Beyond Religious Education- Robert Sullivan
‘We need not think that our church will exist only if we push children through religious schools.’
What if, moreover, these schools deemphasized religious education? In so doing, the school itself—educating young people to be thinking, interested citizens, conversant in the arts and history, in addition to perhaps theology and philosophy—would be an act of social justice, and, as well, a continuation of the American church’s historic role as host to immigrant communities, especially in cities, but also in suburbs where immigrant populations have increased greatly over the past decade. There is historical precedent: in Reformation Spain, Jesuit schools exempted Protestant students from religious studies. Rather than act as evangelizing mechanism, schools might operate more on the model of Catholic hospitals, or even Catholic colleges, which accept and encourage the presence of a variety of religious beliefs, not to mention non-believers.
Yes, I recognize that some studies have shown that Catholic schools can be an effective means of passing on the faith. But I remain skeptical of the idea that young people who attend Catholic schools are more likely to attend Mass later on.
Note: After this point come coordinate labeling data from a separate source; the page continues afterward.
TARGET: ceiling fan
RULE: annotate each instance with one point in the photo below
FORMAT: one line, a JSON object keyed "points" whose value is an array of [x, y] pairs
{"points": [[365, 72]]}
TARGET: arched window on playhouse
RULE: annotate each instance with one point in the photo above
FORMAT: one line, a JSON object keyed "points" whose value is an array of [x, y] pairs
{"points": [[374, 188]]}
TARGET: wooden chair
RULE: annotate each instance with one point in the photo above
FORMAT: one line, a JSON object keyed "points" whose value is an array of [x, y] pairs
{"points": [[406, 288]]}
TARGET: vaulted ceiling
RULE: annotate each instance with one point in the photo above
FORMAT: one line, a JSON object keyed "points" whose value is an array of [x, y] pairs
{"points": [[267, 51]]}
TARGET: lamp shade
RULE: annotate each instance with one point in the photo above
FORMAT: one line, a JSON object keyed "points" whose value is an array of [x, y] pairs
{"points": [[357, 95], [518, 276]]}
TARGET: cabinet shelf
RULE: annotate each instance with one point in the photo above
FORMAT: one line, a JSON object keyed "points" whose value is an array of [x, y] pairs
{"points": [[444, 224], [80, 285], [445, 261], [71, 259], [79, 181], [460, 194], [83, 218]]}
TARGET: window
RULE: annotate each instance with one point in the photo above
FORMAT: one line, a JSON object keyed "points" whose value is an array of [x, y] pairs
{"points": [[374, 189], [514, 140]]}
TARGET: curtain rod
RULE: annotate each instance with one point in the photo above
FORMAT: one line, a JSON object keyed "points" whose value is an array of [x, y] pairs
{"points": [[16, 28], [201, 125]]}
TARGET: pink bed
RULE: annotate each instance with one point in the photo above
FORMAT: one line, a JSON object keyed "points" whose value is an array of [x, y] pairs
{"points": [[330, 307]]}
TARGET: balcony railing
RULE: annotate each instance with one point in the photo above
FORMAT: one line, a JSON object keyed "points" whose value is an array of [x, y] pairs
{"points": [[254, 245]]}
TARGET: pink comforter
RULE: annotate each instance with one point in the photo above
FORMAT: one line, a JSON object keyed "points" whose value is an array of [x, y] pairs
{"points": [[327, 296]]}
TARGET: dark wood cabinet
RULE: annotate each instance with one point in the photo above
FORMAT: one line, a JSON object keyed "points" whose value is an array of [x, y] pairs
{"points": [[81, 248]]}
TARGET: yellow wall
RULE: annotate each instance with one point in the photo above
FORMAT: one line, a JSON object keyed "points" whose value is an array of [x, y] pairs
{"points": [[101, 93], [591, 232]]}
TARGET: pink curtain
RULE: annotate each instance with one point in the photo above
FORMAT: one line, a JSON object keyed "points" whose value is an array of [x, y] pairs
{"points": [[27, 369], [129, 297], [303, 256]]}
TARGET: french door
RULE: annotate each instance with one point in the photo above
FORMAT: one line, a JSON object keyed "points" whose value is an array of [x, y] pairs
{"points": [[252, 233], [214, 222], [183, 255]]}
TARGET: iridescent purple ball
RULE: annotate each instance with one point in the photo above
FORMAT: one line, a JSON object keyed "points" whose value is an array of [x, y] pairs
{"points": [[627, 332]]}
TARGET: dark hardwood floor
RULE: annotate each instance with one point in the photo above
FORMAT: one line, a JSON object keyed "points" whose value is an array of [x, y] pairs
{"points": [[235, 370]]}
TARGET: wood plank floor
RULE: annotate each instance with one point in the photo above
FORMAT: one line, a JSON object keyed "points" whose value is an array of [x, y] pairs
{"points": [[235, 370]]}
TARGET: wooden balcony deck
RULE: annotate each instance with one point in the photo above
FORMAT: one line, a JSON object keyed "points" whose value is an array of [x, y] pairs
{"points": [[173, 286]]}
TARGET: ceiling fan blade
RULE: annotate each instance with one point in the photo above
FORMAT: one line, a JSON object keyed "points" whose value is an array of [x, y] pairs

In my own experience, the most important indicator as to whether or not the young person will or will not attend Mass is unmeasurable and mysterious and has mostly to do with the parent. (If you could plot it would have the parent’s own relationship with his faith on one axis and his or her relationship with their children on the other.)
Patrick J. McCloskey
Undoubtedly there are adequate intellectual, managerial and financial resources in the Catholic community to meet current and future challenges. An abundance of brilliant leadership and expertise is available among top professionals, academics, CEOs, CFOs and so on in dioceses across the country.
Also crucial is effective leadership from the hierarchy, as Archbishop Dolan demonstrates. The fierce passion, which characterized prelates and religious orders from the mid-19th to mid-20th centuries, needs to be recovered where lacking throughout the Catholic community.